Stanley emphasizes the importance of involving your child early on.

“Having a new baby affects every part of a parent’s life. But siblings need time to adjust as well,” Stanley said. “Start the conversation early in your pregnancy with books, videos or even simple stories.”

You can start by including your child in prenatal appointments and ultrasounds. Imagine the excitement on your child’s face when they see the first glimpse of their future playmate on the ultrasound screen.

To help your child feel important, ask them how they would like to help. Find new ways for them to feel included. Most children love the idea of being a big brother or big sister. Allow them to help decorate the baby’s room, choose baby clothes or even pick out a special gift for the newborn.

“It’s also helpful to point out the cool things older kids can do, like running and playing, picking out their clothes for the day, or even getting themselves a drink — things a new baby can’t do,” Stanley siad.

Acknowledge their feelings

It’s important to talk about your child’s feelings. They may naturally feel jealous or act out with all the attention given to the new baby. 

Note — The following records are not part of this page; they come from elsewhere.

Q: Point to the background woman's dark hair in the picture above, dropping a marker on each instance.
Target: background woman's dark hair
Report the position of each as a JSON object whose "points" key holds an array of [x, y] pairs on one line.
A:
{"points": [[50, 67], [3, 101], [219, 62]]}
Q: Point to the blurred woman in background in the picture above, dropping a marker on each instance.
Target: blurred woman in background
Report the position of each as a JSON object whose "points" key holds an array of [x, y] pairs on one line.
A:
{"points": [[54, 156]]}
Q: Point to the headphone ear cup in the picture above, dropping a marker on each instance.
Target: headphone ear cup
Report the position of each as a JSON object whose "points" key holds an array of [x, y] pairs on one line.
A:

“Tell them it’s okay to be happy, excited or even scared or sad,” Stanley said. Giving older siblings a chance to express their feelings will help them feel just as important as the new baby. Create a safe space for them by teaching healthy coping methods, like using slow breathing when they feel upset.

Also, reassure them about their place in the family and that your love for them and their importance are unchanged. Talk often about the importance of each family member and how each of you makes your own special contribution. The family needs each person for your family to be  whole.

Teach your child about babies

Help your child understand that babies need a lot of attention and care. For younger children, Stanley suggests playing games to show them pictures or videos of a baby crying, smiling or pouting. “Ask them how the baby might be feeling,” she said. 

Play scenarios of how they can be mommy’s or daddy’s helper, like getting a diaper or choosing an outfit for the baby. Praise their growing responsibility.

“It’s also important to set age-appropriate safety rules,” Stanley noted. “For example, for young children, this may mean no picking up the baby unless you are there to help them.”

Spend quality time together

Amidst the business of the new baby, spend quality one-on-one time alone with your older child. Children often crave attention and validation. Spending quality time communicates that they are still important and loved and strengthens your connection with them.

This time together doesn’t need to be anything fancy. Play a game, go to the park or snuggle and read books together while the baby is napping. 

Expect changes 

Even the best-prepared children might start acting differently once a new baby is on the scene. Stanley said it’s normal. “Behavior that is not typical may happen after bringing a new baby home – I would even expect it.” 

Older siblings may become clingier, start having accidents even when potty trained, or become withdrawn or aggressive. 

Be patient and try to show empathy at these moments. Provide the most attention to appropriate (positive) behaviors rather than making a big deal about inappropriate (negative) behaviors.

Keeping a routine can also be helpful. A regular schedule provides a sense of predictability and security, helping your older child feel more in control and less anxious. 

Bottom line

Preparing for a new baby is a big adventure for the whole family. Through open communication, patience and some adjustments along the way, you can create a happy place where your children grow and have fun together. And, as Stanley wisely advises, remember that nothing has to be perfect.

“Take it one day at a time. It’s okay if some days the family stays in their pajamas and eats dry cereal snuggled in bed,” she said. “Actually, those may be the best days and memories you share for a lifetime.”